L’enchevêtrement des économies du Liban et de Syrie apparaît de plus en plus évident. Le Pays du Cèdre peine à mener le processus d’intégration des réfugiés syriens sur le triple plan du marché du travail, de la santé et de l’éducation. La raison est simple: il n’a pas les moyens de le faire. Une étude effectuée par l’Escwa a montré que le taux de chômage dans le pays atteindrait 29% en 2014 si des mesures ne sont pas prises pour le contrôle par l’Etat du marché du travail, qui subit les pressions de la croissance des réfugiés syriens à la recherche d’emplois. Le Liban souffre déjà d’un problème de sous-emploi. Près de 3000 offres d’emplois sont disponibles sur le marché en rythme annuel, alors qu’il faudrait en créer 25000. La force active dans le pays représente à l’heure actuelle près de 200000 personnes. Le gouvernement, par la bouche du ministre sortant des Affaires sociales, Waël Abou Faour, a annoncé que toutes les boutiques ouvertes récemment par des Syriens qui bénéficient d’allocations et d’aides sociales seront fermées sans préavis. Un récent recensement effectué conjointement par la municipalité de Zahlé et la Chambre d’industrie et de commerce du chef-lieu de la Békaa a montré qu’il existe à ce jour 377 points de vente d’articles divers ouverts et gérés illégalement par des Syriens dans le mohafazat de la Békaa. Si les chiffres officiels ont fait état d’un flux de fonds syriens vers le Liban d’un montant de 11 milliards de dollars pour l’année en cours, seul un milliard de dollars du total de ce flux de capitaux a été investi dans l’économie nationale.

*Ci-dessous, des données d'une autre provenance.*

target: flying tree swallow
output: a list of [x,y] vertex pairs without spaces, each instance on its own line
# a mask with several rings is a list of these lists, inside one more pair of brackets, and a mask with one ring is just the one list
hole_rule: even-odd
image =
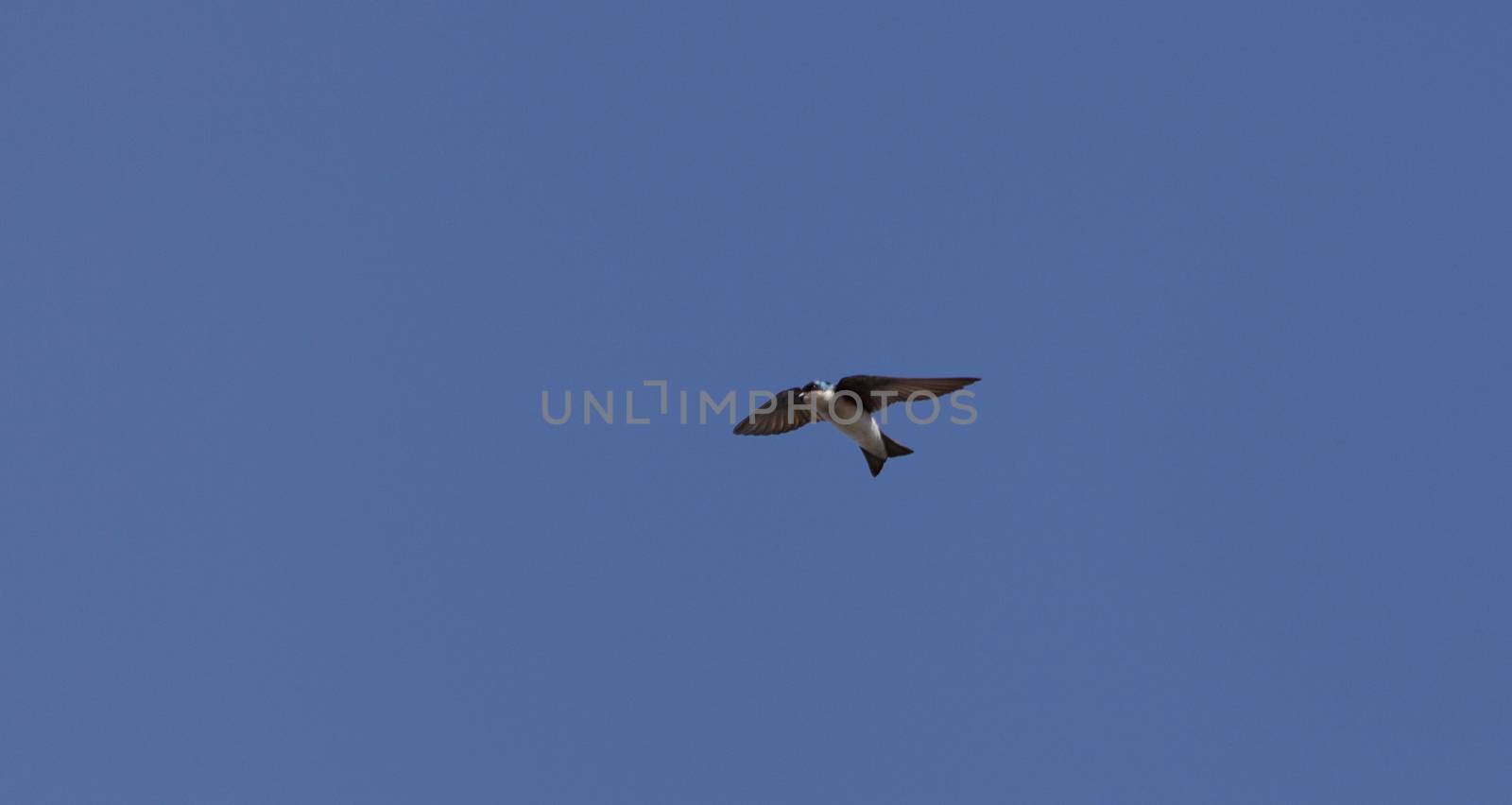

Par ailleurs, les violences en Syrie ont continué à entraver un mouvement normal du transport terrestre du Liban vers l’hinterland arabe, affectant à la baisse l’ensemble des revenus douaniers. En termes de chiffres, les revenus douaniers, y compris les recettes de la TVA, ont reculé de 6,2% en rythme annuel au 1er semestre de 2013 comparés à ceux collectés sur la même période un an auparavant. Ils ont totalisé en 2012 près de 1,42 milliard de dollars contre 1,52 milliard. Mais le fait marquant est que les recettes de la TVA ont régressé de 10% sur un an, atteignant 684,45 millions de dollars. La répartition des revenus douaniers a été comme suit: le port de Beyrouth a maintenu la part du lion avec 85,4% ou 1,22 milliard de dollars; l’aéroport international Rafic Hariri 9,1%; le port de Tripoli 3,6%. Il ne reste plus pour le transport terrestre qu’une part insignifiante de 1,9%.
Ces résultats sont reflétés par la baisse des importations de janvier à juin 2013, alors même que le nombre des résidents au Liban est en train de croître. Le total des importations a totalisé à fin juin 8481 millions de dollars, régressant de 228 millions sur un an. L’interprétation que donnent certains experts à ce phénomène est que le Liban importait dans les années précédentes des produits pour la consommation pour les marchés local et syrien. Nombreux étaient les produits qui faisaient l’objet d’un commerce parallèle avec le voisin. Ce qui n’est plus de mise pour l’instant. Sur le plan médical, une source hospitalière a confié que les réfugiés syriens représentent une réelle pression sur le corps médical et paramédical, révélant que le coût de soins d’un million de Syriens représenterait près de 800 millions de dollars par an. Déjà, les hôpitaux libanais souffrent d’un problème de trésorerie pesant. Les plafonds financiers supposés couvrir les prix des soins hospitaliers assurés par le ministère de la Santé par certains hôpitaux sont loin de correspondre aux coûts réels des services médicaux, ce qui les contraint par moments à refuser d’accepter des patients qui se soignent aux frais du secteur public.